Egal, mit welcher konkreten spirituellen Kraft ein Mensch in der Welt wirkt und die kosmische Partnerschaft verwirklicht, er*sie trägt immer zum Fortschritt bei, weil Fortschritt die Manifestation der kosmischen Partnerschaft mit der Welt ist. Also ist die Manifestationskraft die Fähigkeit eines Menschen, Fortschritt zu bewirken, indem er*sie den Kosmos durch sich wirken lässt und die kosmischen Werte so in die Welt bringt in Wort und Schrift und Musik und Bewegung und Geschmack und Berührung und auch im Duft und im Lächeln und im sanften Sprechen und im Spiel. Die Manifestationskraft ist die Macht, Dinge wirklich werden zu lassen, sie über die Bewusstseinsausdehnung aus der Transzendenz in die Immanenz hereinzuholen bzw. sie dort eigentlich nur sichtbar zu machen. Dabei greift der Kosmos auf die menschliche Ressource der Konsistenz zu, der Übereinstimmung von Ich und Selbst oder von Existenz und Essenz.
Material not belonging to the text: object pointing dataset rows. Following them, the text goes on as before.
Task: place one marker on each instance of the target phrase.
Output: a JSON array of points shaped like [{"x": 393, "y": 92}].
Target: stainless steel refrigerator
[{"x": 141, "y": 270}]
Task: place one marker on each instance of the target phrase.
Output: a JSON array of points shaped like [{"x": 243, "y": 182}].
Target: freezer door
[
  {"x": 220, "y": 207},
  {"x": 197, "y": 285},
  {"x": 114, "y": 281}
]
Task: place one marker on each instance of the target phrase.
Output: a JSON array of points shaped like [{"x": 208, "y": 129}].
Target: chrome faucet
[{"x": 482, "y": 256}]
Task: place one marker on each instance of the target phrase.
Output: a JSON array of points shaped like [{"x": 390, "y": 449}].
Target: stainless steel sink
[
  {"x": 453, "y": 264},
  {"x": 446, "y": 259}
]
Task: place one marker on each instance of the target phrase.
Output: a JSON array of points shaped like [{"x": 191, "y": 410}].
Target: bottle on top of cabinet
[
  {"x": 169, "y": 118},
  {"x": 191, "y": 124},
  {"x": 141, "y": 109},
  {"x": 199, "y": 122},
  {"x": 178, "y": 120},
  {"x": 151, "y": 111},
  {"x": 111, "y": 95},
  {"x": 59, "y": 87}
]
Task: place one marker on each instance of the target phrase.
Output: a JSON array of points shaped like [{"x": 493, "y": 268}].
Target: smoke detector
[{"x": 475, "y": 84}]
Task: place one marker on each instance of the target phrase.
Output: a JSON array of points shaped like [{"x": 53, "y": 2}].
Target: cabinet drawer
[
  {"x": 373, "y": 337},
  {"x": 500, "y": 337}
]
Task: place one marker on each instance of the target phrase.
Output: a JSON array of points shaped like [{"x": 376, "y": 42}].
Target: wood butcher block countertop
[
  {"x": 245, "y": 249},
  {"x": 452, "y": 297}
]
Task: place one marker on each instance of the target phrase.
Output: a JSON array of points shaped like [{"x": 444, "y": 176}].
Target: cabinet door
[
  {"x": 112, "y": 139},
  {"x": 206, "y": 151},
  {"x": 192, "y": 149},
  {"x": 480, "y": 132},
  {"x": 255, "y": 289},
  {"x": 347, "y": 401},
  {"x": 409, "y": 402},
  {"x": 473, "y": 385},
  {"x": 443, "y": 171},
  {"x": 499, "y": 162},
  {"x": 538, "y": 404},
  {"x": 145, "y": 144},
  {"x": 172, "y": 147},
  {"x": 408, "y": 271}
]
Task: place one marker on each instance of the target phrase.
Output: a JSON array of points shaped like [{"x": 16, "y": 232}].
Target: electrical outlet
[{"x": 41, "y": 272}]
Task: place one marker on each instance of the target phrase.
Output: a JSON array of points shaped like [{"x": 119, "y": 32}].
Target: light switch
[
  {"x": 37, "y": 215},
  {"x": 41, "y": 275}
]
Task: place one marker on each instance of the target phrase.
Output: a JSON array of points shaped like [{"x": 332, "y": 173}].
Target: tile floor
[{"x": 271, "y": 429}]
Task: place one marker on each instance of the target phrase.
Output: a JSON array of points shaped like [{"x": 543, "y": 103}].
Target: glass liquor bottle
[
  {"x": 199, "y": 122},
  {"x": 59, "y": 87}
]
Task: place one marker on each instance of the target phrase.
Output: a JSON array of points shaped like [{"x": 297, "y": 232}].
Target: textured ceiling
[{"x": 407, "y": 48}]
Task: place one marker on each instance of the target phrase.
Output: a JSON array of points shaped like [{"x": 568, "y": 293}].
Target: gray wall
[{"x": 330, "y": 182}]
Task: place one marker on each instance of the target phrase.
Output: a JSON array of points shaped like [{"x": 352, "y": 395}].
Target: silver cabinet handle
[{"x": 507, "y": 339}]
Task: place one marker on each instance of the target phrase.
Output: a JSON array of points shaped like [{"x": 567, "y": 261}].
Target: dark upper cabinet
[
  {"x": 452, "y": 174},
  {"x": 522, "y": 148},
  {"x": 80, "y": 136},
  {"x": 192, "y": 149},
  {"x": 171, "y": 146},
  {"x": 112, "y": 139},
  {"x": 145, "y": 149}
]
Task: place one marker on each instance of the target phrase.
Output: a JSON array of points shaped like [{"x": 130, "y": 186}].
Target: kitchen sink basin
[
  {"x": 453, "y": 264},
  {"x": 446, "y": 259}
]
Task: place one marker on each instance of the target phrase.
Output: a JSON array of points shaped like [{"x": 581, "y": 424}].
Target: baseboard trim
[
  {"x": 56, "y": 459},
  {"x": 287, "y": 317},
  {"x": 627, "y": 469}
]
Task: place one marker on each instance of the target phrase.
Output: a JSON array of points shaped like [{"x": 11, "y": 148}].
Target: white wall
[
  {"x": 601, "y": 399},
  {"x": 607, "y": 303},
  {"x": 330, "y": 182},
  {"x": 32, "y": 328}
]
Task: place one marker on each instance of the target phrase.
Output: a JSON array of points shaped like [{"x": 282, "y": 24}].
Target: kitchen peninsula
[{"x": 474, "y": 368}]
Aus antiquierter Sicht war die Manifestationskraft eine magische Fähigkeit, Zauberkraft oder Hexenkunst. Es war die Kraft der Mystiker*innen. Bei der Beherrschung der Magie besteht die höchste Kunst darin, auch das Bewusstsein anderer so ausdehnen zu können, dass Menschen gemeinsam etwas manifestieren, der Glaube also Berge versetzt (oder Fische vermehrt oder Wasser in Wein verwandelt oder Kranke heilt). Hier wurde und wird auch von Wundern gesprochen: Es handelt sich aber „nur“ um die manifest gewordene Bewusstseinsausdehnung von Menschen, die einen geistigen Raum teilen, in der Erhöhung der Bewusstheit für die Partnerschaft mit dem Kosmos. Von Auraschicht zu Auraschicht (oder von Entwicklungslinie zu Entwicklungslinie) verwirklicht man mehr Weisheit, Ganzheit, Nachhaltigkeit, Liebe und wird mit sich selbst identisch. Mehr ist es nicht. Menschen mit sehr hoher Bewusstheit können diese Ausdehnung auch bei anderen Menschen bewirken, indem sie sie subtil auf das hinweisen, was jenseits von Angst und Mangelempfinden sonst noch zu sehen sein könnte, zum Beispiel eine Fülle an Fischen, an Wein oder an Gesundheit.